Another Last Word

A Kind of Stranger

Posted

I don’t like talking to strangers. You never know what they’re going to say.

I can do it if I have to — it’s part of being a writer, after all — but there are some strangers I’d rather not meet.

For example, I avoid adults who are wearing pajamas in public, unless they have just emerged from a burning building.

I have little patience for strangers pointing at my face or tallying points on their fingers as they talk. These are provocative gestures symptomatic of a lazy intellect, poor impulse control, and sinister motives.
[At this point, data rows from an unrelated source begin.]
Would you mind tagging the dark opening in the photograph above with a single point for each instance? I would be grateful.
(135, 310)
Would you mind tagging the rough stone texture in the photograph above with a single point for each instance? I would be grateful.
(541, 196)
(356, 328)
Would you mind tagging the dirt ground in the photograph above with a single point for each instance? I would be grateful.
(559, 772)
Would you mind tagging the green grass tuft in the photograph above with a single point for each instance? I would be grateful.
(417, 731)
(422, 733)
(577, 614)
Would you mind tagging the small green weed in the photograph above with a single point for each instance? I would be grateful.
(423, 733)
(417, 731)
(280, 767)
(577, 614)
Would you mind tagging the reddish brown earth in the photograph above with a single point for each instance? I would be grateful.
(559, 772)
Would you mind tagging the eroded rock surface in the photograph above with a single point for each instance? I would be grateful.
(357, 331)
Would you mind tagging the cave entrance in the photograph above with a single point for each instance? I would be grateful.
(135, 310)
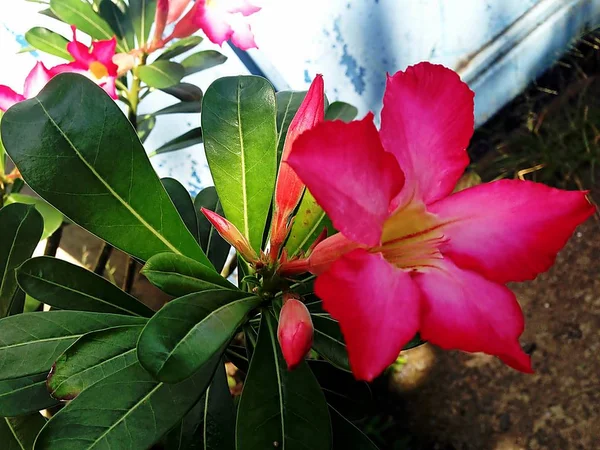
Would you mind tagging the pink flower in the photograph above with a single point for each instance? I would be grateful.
(95, 62)
(220, 20)
(35, 81)
(295, 331)
(411, 256)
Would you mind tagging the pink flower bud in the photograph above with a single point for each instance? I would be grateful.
(295, 331)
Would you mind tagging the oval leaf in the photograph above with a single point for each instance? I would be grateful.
(76, 124)
(64, 285)
(31, 342)
(240, 139)
(21, 227)
(91, 358)
(189, 330)
(48, 41)
(161, 74)
(280, 408)
(178, 276)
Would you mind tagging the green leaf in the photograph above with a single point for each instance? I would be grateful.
(48, 41)
(31, 342)
(91, 358)
(178, 276)
(346, 436)
(183, 203)
(64, 285)
(24, 395)
(202, 60)
(341, 111)
(161, 74)
(219, 414)
(189, 330)
(82, 15)
(141, 13)
(126, 410)
(52, 217)
(180, 47)
(83, 132)
(288, 103)
(240, 139)
(280, 408)
(188, 139)
(21, 227)
(120, 22)
(215, 247)
(185, 92)
(19, 433)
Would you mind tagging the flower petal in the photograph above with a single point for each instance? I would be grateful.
(377, 306)
(36, 80)
(509, 230)
(350, 175)
(8, 97)
(427, 122)
(462, 310)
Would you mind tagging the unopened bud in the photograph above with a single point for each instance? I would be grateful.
(295, 331)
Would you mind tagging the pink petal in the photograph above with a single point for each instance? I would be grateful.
(427, 122)
(36, 80)
(350, 175)
(376, 305)
(509, 230)
(8, 97)
(462, 310)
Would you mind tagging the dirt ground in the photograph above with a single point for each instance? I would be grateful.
(475, 402)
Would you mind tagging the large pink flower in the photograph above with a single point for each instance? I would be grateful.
(35, 81)
(95, 62)
(411, 256)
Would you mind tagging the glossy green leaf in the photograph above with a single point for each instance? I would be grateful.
(19, 433)
(240, 139)
(52, 217)
(64, 285)
(280, 408)
(288, 103)
(346, 436)
(183, 203)
(73, 122)
(91, 358)
(341, 111)
(180, 47)
(219, 414)
(21, 228)
(202, 60)
(186, 140)
(82, 15)
(215, 247)
(185, 92)
(141, 13)
(126, 410)
(24, 395)
(31, 342)
(120, 22)
(161, 74)
(189, 330)
(178, 276)
(48, 41)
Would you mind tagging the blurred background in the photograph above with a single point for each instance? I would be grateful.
(535, 68)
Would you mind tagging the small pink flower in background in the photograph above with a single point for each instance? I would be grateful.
(95, 62)
(35, 81)
(411, 256)
(295, 331)
(220, 20)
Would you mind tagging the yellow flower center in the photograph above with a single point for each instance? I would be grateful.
(98, 70)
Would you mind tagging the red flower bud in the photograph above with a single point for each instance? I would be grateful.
(295, 331)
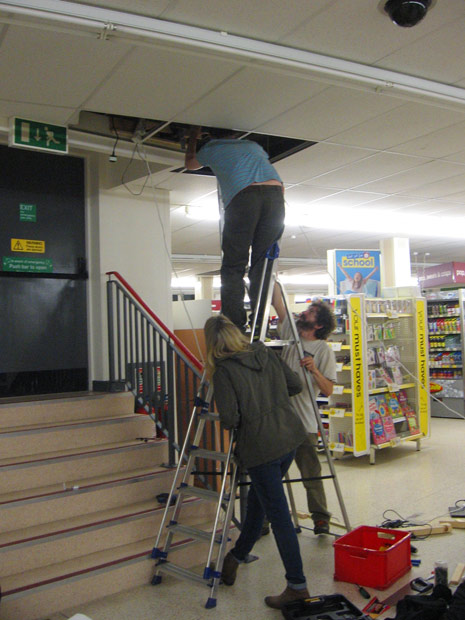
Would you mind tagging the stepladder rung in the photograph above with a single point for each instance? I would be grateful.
(191, 491)
(213, 455)
(179, 571)
(195, 532)
(278, 343)
(209, 415)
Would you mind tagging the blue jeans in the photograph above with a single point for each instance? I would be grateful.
(253, 219)
(266, 496)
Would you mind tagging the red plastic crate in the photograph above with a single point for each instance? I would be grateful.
(372, 556)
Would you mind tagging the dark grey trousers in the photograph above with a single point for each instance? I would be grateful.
(254, 219)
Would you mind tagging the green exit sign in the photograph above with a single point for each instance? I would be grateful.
(38, 136)
(27, 213)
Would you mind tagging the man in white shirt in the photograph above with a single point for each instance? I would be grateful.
(314, 326)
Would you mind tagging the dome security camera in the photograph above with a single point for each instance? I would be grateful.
(407, 13)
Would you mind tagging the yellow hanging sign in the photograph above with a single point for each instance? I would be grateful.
(28, 245)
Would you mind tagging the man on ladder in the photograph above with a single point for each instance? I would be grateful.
(314, 326)
(253, 202)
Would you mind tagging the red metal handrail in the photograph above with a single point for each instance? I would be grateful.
(191, 357)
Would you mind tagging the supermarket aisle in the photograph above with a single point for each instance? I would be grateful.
(418, 485)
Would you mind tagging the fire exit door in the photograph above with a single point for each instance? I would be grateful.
(43, 287)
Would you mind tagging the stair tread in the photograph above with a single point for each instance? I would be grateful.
(44, 456)
(78, 522)
(78, 422)
(29, 579)
(82, 483)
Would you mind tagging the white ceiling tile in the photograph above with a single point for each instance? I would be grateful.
(248, 98)
(429, 59)
(332, 111)
(371, 34)
(317, 160)
(163, 82)
(302, 194)
(394, 127)
(150, 8)
(444, 142)
(52, 67)
(442, 188)
(249, 18)
(373, 167)
(415, 177)
(456, 157)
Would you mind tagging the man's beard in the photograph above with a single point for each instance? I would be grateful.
(302, 324)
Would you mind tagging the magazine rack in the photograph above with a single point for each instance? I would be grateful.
(381, 399)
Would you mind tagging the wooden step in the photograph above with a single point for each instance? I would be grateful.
(36, 594)
(21, 509)
(64, 466)
(51, 543)
(36, 438)
(16, 413)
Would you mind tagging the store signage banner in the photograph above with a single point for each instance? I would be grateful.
(447, 274)
(357, 271)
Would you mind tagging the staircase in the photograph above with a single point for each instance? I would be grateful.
(79, 477)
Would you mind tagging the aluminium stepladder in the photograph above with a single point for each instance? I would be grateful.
(181, 488)
(268, 281)
(225, 498)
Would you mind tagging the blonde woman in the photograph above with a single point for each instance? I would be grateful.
(252, 386)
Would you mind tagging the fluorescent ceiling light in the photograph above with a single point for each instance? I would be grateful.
(371, 220)
(204, 213)
(317, 279)
(357, 220)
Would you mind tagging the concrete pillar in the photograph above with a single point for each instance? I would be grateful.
(395, 260)
(204, 287)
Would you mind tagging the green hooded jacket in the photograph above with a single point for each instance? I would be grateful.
(251, 391)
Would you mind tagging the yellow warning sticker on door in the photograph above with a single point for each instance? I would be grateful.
(28, 245)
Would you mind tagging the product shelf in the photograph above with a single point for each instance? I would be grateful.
(383, 345)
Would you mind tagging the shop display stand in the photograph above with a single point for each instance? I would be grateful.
(382, 396)
(446, 352)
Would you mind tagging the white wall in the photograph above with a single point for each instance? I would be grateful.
(131, 235)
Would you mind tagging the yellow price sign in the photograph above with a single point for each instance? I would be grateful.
(28, 245)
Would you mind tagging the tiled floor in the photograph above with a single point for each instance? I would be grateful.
(418, 485)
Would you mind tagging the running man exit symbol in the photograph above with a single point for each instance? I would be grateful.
(38, 136)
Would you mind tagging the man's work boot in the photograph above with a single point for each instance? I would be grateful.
(289, 595)
(230, 565)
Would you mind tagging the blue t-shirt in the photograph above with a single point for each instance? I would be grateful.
(236, 164)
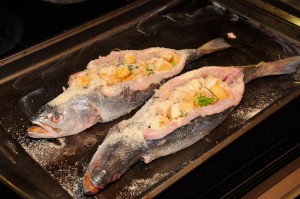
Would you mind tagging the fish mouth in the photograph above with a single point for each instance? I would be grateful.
(88, 186)
(42, 131)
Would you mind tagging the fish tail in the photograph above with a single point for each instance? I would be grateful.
(280, 67)
(213, 46)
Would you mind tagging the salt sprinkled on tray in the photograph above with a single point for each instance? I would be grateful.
(138, 186)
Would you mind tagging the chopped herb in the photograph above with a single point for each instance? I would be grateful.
(205, 101)
(149, 71)
(173, 63)
(130, 67)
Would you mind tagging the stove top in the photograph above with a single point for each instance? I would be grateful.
(26, 23)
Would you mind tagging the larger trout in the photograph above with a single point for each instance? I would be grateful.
(180, 113)
(112, 86)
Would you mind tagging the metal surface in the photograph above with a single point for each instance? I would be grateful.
(276, 19)
(34, 77)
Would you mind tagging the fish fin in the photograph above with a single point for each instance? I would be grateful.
(280, 67)
(214, 45)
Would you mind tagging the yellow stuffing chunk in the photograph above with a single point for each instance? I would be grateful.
(167, 55)
(123, 71)
(129, 58)
(175, 59)
(174, 112)
(161, 64)
(163, 121)
(83, 81)
(219, 91)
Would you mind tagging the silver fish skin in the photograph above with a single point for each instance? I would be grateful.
(122, 148)
(77, 109)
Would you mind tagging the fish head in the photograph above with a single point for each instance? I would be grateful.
(64, 119)
(112, 159)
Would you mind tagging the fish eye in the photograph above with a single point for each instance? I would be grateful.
(57, 117)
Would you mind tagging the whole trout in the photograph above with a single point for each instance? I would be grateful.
(111, 87)
(181, 112)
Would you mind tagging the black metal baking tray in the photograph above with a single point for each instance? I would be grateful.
(54, 168)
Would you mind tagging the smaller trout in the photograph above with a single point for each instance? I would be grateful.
(182, 111)
(111, 87)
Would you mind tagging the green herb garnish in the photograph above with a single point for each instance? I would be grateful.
(205, 101)
(149, 71)
(130, 67)
(173, 63)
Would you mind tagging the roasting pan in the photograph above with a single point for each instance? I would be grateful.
(53, 168)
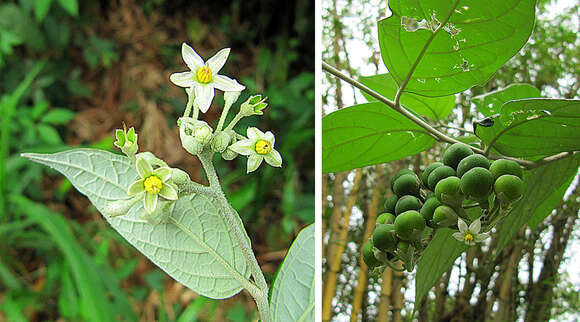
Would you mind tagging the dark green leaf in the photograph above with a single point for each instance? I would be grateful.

Last, and obviously, I don’t want drunk strangers talking to me. They are difficult to understand and impatient when not understood, and that makes them say things like “exchoose me, exchoose me” while wagging a finger in your face.

Add to this the minefield of potential conversation disasters we must navigate nowadays: politics, climate change, the booming economy, the fake economy, mass extinctions, mass migrations, mass shootings. It’s hard to take a risk on strangers.

But over the holidays, so fittingly, I was reminded it’s a mistake not to.

I was in a local grocery store, a place where I am always alert to the danger of encountering strangers. But I made the mistake of opening the beer cooler and lingering too long there, having become dazzled and baffled by new and unfamiliar holiday brands.

An atmosphere of stale tobacco enveloped me. I perceived a very tall, lanky figure sliding into my periphery. He was wearing big sheepskin-lined boots that were really slippers, a faded Clint Eastwood-style serape-poncho, and on his head was perched a battered diadem that may once have been a fedora. While not exactly sleepwear, his attire did not inspire confidence.

He presented a tall boy — a 24-ounce can of beer — for my inspection. I recognized it as a generic specimen of substandard lager favored by males under 21 and over 75 years of age. In other words, men who don’t know any better.

“Is this any good?”

It was the kind of question there really is no right answer to, especially if you happen to know the truth, as I did.

“It’s a bargain,” I offered, diplomatically.

I glanced up at my interrogator. He was in his seventies and had a dark, deeply lined face that spoke of many seasons in the wild. Most remarkable were the bright silver eyebrows nearly the size of his enormous mustache.

“It’s not for me,” he said. “I don’t drink anymore.”

I sensed an unwanted conversation coming on when a shorter woman of a certain age appeared at the end of the aisle 20 yards away, locked her gaze on me and bellowed, “You! Where are the gluten-free burritos?”

Did I mention I also have no patience for strangers accosting me like a stray dog?

I ignored the woman to continue my unwanted conversation with the serape-sporting Clint Eastwood stand-in. This impelled her to careen down the aisle, point a finger in my face and shout, “Exchoose me! Do you work here?”

I was wearing a soggy raincoat and fisherman’s bill cap with a big blue marlin embroidered on the crown, and I was carrying a basket of groceries with one hand while holding a beer cooler open with the other. After the blast of her wine breath blew past me, I said, “What does it look like?”

She stood up straight, huffed and slammed her arm down to her side, though from experience I fully expected it to come right back up at me with a fist. Instead, she looked my companion up and down and said, “Are you carrying a gun?”

Again, this is another one of those questions there is really no good answer to, especially if someone without a badge is asking it.

“Not today,” said the man in the serape.

“Well, you should be,” the woman declared, jabbing a finger first at him and then toward heaven. “Jesus Christ loves guns,” she said. “Jesus loves hunters. When God told Adam and Eve to get dressed, they went out and hunted some animals and made clothes out of the skins. God loves hunters. Do you love hunters?”

She stared at us both with indignant defiance, pointing.

“My soul is prepared,” the man next to me said. “How’s yours?”

She stood up even straighter than before, if that was possible, slamming her arm down at her side again for emphasis. Her dyed red hair was well-styled, she sported some modest jewelry, and she wore a once elegant long blazer. Beneath that, I noticed, were pajamas.

“You must be from New York!” She simultaneously lifted her chin to look down her nose at us, spun on her heel and marched back in the direction whence she came to resume her search for gluten-free burritos.

I now considered the man in the serape a good friend. I nodded to the beer in his hand and said, “I would be happy to recommend something better. Who is this gift for?”

“It was for me,” he said. “I just needed to be talked out of it.” He handed me the can.

“Thank you,” he said, and walked away.

Ted Olinger is an award-winning journalist. He lives in Vaughn.